I am trying to learn how to prove that the preimage of an open set is open in general topology. Here is an example that I am not really satisfied with
Proposition 3.9 (Book: Essential Topology, Crossley): If $S$ has the discrete topology and $T$ is any topological space, then any function $f:S\to T$ is continuous.
Proof: If $S$ has the discrete topology, then every subset of $S$ is open, so in particular, every preimage of an open set must be open. Thus $f$ is continuous.
Here is my proof: Let $(X,\mathfrak{T}_{X})$ and $(Y,\mathfrak{T}_{Y})$ be topological spaces, where $\mathfrak{T}_{X}$ is the discrete topology, while $\mathfrak{T}_{Y}$ is any topology on $Y$. We wish to show that $U\in \mathfrak{T}_{Y}\implies f^{-1}(U)\in \mathfrak{T}_{X}$.

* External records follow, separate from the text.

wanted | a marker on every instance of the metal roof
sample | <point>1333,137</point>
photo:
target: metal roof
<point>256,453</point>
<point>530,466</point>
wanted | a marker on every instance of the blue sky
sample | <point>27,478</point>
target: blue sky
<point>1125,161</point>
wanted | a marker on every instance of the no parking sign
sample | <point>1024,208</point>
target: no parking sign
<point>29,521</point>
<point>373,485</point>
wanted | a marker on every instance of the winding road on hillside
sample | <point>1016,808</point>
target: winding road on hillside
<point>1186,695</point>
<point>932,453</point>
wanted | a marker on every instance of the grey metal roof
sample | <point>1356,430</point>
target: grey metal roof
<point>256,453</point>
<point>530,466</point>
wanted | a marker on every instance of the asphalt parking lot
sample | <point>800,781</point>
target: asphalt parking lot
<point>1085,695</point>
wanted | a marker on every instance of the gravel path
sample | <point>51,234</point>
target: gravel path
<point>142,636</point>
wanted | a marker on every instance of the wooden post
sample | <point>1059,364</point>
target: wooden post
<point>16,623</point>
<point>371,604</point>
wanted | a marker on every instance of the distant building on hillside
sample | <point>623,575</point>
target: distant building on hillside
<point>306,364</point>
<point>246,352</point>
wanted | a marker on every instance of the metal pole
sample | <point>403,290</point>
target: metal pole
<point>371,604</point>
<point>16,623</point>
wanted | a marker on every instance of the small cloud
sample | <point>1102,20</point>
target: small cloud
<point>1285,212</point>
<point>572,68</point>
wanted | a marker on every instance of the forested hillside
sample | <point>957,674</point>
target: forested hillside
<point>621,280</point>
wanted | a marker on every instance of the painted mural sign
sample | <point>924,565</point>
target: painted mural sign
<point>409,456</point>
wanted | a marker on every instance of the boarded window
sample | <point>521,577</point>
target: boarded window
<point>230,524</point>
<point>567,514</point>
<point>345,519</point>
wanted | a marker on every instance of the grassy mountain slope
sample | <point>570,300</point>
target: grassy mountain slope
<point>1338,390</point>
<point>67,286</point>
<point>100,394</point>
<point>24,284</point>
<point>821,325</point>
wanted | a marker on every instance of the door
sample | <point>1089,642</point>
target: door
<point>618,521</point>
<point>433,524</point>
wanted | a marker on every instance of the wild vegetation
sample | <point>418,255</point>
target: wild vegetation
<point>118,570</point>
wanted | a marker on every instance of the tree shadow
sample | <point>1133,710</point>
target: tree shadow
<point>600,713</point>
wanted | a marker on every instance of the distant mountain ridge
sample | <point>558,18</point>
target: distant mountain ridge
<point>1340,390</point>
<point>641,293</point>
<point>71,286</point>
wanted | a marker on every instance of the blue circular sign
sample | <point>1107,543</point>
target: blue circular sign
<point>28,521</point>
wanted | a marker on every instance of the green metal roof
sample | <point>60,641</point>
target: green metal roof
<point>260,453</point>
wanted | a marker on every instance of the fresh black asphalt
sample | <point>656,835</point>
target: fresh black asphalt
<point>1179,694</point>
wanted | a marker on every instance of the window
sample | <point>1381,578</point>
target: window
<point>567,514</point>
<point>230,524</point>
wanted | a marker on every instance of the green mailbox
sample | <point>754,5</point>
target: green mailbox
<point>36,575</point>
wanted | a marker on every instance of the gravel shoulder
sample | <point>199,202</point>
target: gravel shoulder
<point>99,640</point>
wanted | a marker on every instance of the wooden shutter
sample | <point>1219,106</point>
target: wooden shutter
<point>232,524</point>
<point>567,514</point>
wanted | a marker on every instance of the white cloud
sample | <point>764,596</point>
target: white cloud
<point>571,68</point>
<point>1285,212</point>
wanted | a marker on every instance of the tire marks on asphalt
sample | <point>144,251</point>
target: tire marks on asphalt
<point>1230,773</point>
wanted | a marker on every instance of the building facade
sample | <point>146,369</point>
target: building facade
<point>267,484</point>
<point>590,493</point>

Assume that $U$ is open in $Y$. Pick $a\in f^{-1}(U)$. Then $f(a)\in U$. Since $U$ is open, there exists neighbourhood $V_{a}$ of $a$ such that $f(V_{a})\subseteq U$. Then $V_{a}\subseteq f^{-1}(U)$. My thought is now to make $f^{-1}(U)$ "completely" open that contains a lot of neighbourhoods. Letting $V=\bigcup_{x\in f^{-1}(U)}V_{x}$, so $V_{a}\subseteq V=f^{-1}(U)$. Hence $f^{-1}(U)$ is open in $X$. $\square$
How is the proof so far? Any improvings or ideas are much appreciated.

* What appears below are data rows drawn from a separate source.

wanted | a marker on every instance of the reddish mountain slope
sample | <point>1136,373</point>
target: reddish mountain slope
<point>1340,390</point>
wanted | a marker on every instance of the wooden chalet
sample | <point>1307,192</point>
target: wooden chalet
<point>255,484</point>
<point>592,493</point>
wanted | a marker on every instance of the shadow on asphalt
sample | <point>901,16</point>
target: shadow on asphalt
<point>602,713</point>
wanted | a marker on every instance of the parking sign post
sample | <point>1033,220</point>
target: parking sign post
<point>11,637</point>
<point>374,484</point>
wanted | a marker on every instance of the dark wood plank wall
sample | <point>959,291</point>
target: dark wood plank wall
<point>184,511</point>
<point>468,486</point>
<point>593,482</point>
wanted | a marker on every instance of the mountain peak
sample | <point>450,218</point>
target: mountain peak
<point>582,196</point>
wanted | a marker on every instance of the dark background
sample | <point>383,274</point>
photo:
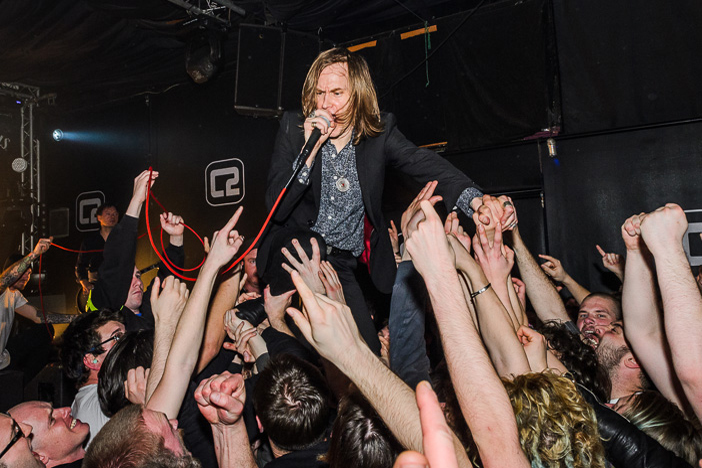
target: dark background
<point>615,85</point>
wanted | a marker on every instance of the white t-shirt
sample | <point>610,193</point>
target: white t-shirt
<point>86,407</point>
<point>10,300</point>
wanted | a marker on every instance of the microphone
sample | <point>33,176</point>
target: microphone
<point>312,140</point>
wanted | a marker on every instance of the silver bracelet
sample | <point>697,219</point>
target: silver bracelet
<point>480,291</point>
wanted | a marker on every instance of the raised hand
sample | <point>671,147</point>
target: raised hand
<point>174,227</point>
<point>168,299</point>
<point>612,261</point>
<point>221,398</point>
<point>225,243</point>
<point>663,229</point>
<point>332,284</point>
<point>413,214</point>
<point>327,325</point>
<point>309,269</point>
<point>553,268</point>
<point>535,348</point>
<point>437,440</point>
<point>42,246</point>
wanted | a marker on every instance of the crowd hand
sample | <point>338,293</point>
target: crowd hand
<point>168,299</point>
<point>534,347</point>
<point>135,385</point>
<point>520,289</point>
<point>384,338</point>
<point>413,214</point>
<point>86,285</point>
<point>243,297</point>
<point>427,242</point>
<point>327,325</point>
<point>331,282</point>
<point>664,228</point>
<point>553,268</point>
<point>613,262</point>
<point>221,398</point>
<point>241,332</point>
<point>309,269</point>
<point>42,246</point>
<point>394,239</point>
<point>225,243</point>
<point>437,440</point>
<point>496,266</point>
<point>275,305</point>
<point>324,121</point>
<point>172,224</point>
<point>140,185</point>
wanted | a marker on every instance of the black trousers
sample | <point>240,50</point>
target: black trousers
<point>346,266</point>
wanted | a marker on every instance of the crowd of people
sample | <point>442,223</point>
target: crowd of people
<point>481,362</point>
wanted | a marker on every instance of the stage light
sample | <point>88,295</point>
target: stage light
<point>19,165</point>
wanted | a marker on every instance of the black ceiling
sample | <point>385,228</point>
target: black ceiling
<point>118,47</point>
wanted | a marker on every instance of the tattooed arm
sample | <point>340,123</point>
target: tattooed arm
<point>17,269</point>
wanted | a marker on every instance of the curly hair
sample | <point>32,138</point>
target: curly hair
<point>80,338</point>
<point>662,420</point>
<point>363,112</point>
<point>135,349</point>
<point>359,437</point>
<point>579,358</point>
<point>557,428</point>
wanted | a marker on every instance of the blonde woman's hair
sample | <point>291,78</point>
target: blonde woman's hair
<point>362,111</point>
<point>557,428</point>
<point>662,420</point>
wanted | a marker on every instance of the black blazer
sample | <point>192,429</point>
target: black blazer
<point>300,205</point>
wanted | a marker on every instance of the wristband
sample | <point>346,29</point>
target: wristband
<point>480,291</point>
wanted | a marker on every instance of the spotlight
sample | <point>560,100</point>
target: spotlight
<point>19,165</point>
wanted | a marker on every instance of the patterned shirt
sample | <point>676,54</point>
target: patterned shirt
<point>340,218</point>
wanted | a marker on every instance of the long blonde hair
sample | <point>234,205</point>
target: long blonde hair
<point>557,428</point>
<point>362,111</point>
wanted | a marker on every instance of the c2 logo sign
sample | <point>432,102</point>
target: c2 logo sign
<point>224,182</point>
<point>87,204</point>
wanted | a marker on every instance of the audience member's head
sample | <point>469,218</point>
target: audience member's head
<point>133,350</point>
<point>556,425</point>
<point>597,310</point>
<point>86,343</point>
<point>57,437</point>
<point>579,358</point>
<point>138,437</point>
<point>615,356</point>
<point>664,421</point>
<point>292,402</point>
<point>360,438</point>
<point>15,446</point>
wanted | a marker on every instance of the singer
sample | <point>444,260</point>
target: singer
<point>343,176</point>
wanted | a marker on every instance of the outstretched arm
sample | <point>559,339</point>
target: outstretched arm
<point>17,269</point>
<point>183,354</point>
<point>483,399</point>
<point>643,318</point>
<point>663,230</point>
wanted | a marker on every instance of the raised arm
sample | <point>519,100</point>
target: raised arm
<point>17,269</point>
<point>183,354</point>
<point>663,230</point>
<point>330,328</point>
<point>483,399</point>
<point>643,318</point>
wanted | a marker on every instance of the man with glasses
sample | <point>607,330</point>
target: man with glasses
<point>86,342</point>
<point>16,448</point>
<point>58,438</point>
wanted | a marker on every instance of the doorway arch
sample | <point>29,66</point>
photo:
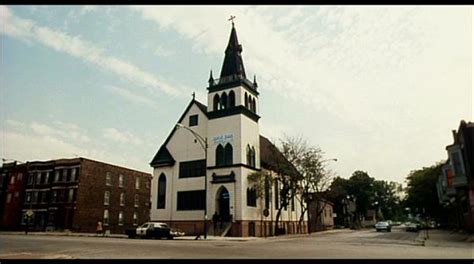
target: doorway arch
<point>223,203</point>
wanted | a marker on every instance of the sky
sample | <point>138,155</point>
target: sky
<point>378,87</point>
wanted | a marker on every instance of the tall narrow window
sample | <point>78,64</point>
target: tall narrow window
<point>216,102</point>
<point>231,99</point>
<point>224,101</point>
<point>106,217</point>
<point>135,218</point>
<point>249,157</point>
<point>108,179</point>
<point>228,154</point>
<point>219,155</point>
<point>136,200</point>
<point>193,120</point>
<point>161,192</point>
<point>122,199</point>
<point>120,218</point>
<point>106,197</point>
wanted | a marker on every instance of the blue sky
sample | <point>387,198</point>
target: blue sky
<point>380,93</point>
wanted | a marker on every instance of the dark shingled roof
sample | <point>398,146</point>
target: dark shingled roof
<point>233,63</point>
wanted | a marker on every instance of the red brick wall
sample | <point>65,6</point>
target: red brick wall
<point>90,197</point>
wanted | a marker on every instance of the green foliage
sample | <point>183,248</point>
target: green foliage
<point>421,191</point>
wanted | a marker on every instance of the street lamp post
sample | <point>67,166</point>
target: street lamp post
<point>203,142</point>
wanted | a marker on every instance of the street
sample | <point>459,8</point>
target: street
<point>339,244</point>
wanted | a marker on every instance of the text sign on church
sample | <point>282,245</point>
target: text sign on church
<point>223,138</point>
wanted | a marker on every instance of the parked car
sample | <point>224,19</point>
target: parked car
<point>411,227</point>
<point>151,230</point>
<point>383,225</point>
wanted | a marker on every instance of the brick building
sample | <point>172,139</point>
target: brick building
<point>75,194</point>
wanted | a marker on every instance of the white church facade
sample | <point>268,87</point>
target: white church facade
<point>200,171</point>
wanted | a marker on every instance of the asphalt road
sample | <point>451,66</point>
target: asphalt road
<point>338,244</point>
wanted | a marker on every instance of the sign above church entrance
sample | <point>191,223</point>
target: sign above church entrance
<point>221,139</point>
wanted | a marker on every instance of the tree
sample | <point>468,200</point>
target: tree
<point>313,177</point>
<point>421,191</point>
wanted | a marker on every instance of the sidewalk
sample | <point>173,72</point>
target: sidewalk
<point>446,238</point>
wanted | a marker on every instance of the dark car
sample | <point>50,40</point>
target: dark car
<point>150,230</point>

This is not necessarily the case. Since $U$ is open, you know a neighborhood of $f(a)$ is contained in $U$. That is not the same thing as saying that the image of a neighborhood of $a$ is contained in $U$.

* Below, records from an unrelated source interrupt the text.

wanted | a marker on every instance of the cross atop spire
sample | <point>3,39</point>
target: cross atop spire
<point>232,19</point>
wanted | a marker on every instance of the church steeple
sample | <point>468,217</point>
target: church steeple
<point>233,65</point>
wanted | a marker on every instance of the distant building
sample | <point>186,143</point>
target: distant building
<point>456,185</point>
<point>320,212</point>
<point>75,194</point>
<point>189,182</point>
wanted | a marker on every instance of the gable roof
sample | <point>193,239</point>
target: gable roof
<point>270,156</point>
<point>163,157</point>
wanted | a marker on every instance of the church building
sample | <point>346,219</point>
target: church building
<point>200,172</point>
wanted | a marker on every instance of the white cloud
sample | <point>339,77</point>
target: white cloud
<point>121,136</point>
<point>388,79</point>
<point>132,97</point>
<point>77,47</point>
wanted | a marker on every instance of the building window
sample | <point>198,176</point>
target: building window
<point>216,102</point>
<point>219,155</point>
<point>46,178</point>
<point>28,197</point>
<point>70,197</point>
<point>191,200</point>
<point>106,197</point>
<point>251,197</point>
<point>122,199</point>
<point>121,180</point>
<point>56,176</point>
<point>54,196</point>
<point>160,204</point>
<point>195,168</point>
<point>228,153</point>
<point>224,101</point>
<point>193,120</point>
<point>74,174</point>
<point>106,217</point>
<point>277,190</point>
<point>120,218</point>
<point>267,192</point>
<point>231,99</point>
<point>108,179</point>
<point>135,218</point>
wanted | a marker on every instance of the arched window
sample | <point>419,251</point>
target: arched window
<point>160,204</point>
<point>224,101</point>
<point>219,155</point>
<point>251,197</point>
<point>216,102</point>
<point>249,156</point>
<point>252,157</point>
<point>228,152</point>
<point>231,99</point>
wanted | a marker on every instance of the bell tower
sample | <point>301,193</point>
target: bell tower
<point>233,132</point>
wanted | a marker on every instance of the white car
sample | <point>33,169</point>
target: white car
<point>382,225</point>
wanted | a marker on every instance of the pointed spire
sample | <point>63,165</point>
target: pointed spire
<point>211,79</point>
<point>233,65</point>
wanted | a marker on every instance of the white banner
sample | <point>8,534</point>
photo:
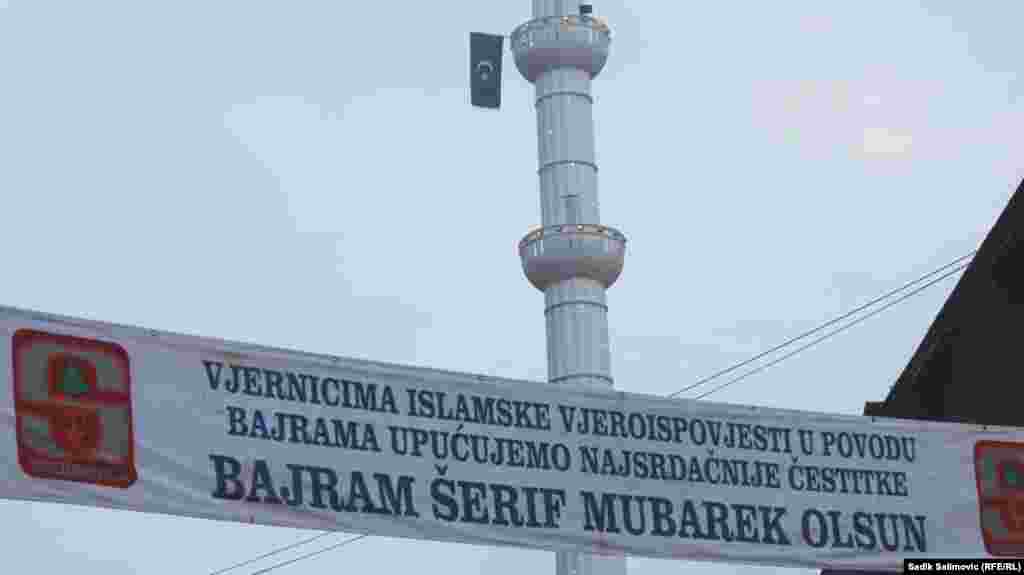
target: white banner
<point>123,417</point>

The real problem, though, is that you have not used anywhere in your proof that the topology on $X$ is the discrete topology. If your proof were correct, it would imply every map between topological spaces is continuous, which is not the case. The proof really is as simple as the one in the textbook. You wish to show that given an open subset $U$ of $Y$, $f^{-1}(U)$ is an open subset of $X$. Well every subset of $X$ is open, so $f^{-1}(U)$ is an open subset of $X$.